Der Einsatz von Appliances anstelle von getrennt erworbener Hardware und Software kann sich in unterschiedlicher Hinsicht lohnen, insbesondere aus Kostengründen. Zum einen lassen sich so die Betriebskosten senken, zum anderen bieten die Hersteller oftmals gute Einkaufskonditionen. Der Betrieb einer IT-Infrastruktur ist und bleibt der grösste Kostenblock in jedem IT-Budget. Marktbeobachter wie die Gartner Group und Ernst & Young schätzen, dass zwischen 50 und 80 Prozent der IT-Kosten in einem Unternehmen für den IT-Betrieb ausgegeben werden. Einen grossen Teil davon beanspruchen die Installation, die Konfiguration und das Patchen von Betriebssystemen, Infrastrukturkomponenten sowie Standard-Software. Die Automatisierung und der Einsatz von Appliances sind heute Mittel, die jeder IT-Abteilung zur Verfügung stehen, um Kosten zu reduzieren. Seit Jahren ist aber auch bekannt, dass sich lediglich 15 bis 30 Prozent der Automatisierungen lohnen –, man spricht hier von der «Ironie der Automatisierung».
Dagegen sind die Kostenvorteile von Appliances in diesem Punkt nicht von der Hand zu weisen. Vor allem die geringeren Betriebs­kosten sprechen für deren Einsatz. Viele Infrastructure-in-a-Box-Geräte sind, gemessen an ihrer Leistungsfähigkeit, überraschend kostengünstig. Die Kombination von Hard- und Software in einer Box kommt den Kunden sehr viel weniger teuer zu stehen als der Kauf der einzelnen Komponenten mit derselben Leistungsfähigkeit.
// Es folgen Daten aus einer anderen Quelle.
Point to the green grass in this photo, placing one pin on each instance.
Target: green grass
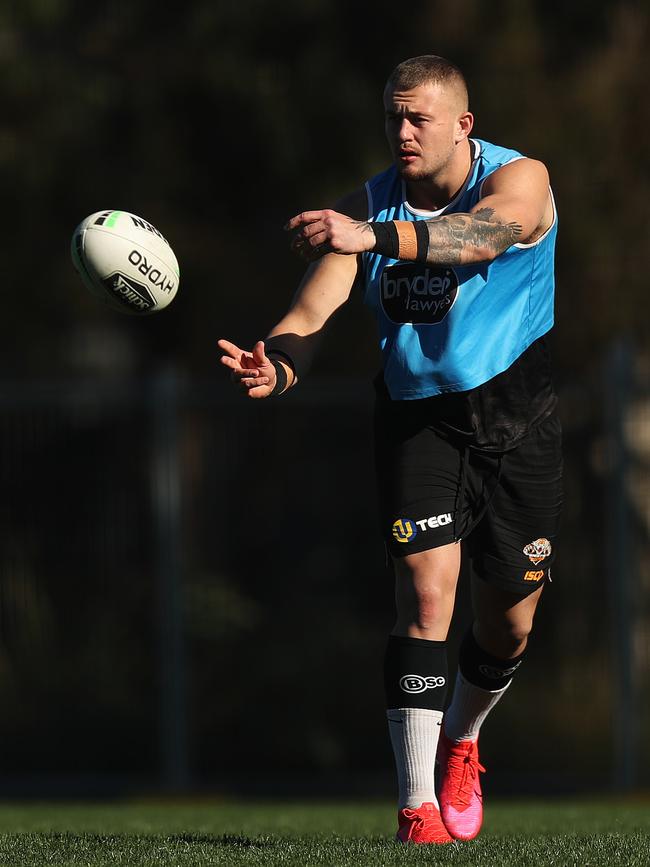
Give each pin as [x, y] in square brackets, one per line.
[580, 833]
Dabei sind vor allem die Folgekosten genau zu beachten. Bei Lizenzen gilt immer noch die Regel: Nicht die Einkaufspreise sind die entscheidenden Kostengrössen, sondern die jährlich anfallenden Nutzungsgebühren.

Hochleistungs-Appliances

Ein weiterer massgebender Grund für den Einsatz von Appliances sind besondere Anforderungen, die nur mit sehr leistungsfähigen Geräten abgedeckt werden können. Dazu zählen beispielsweise die Übertragung hochsensibler Daten (das sogenannte «High Performance Data Processing«) oder die Analyse
von Unternehmensinformationen in Echtzeit. Ausserordentlich hohe Rechenleistungsanforderungen für eine bestimmte Anwendung oder die Fähigkeit, sehr schnell sehr grosse Datenmengen zu verarbeiten, lassen sich oftmals sehr viel günstiger mit einer Appliance abdecken, als wenn das Unternehmen die Software und die Hochleistungsrechner getrennt einkaufen, einrichten und betreiben müsste. Im Bereich der hochperformanten Datenanalyse sind Appliances wie die von Netezza (heute IBM), XtremeData oder Kickfire (heute Teradata) seit Jahren auf dem Markt und etabliert. Ob nun aus Kostengründen oder anlässlich spezieller Anforderungen im obersten Leistungssegment: Der Einsatz von Appliances wird zunehmend zur interessanten Alternative zum traditionellen Server.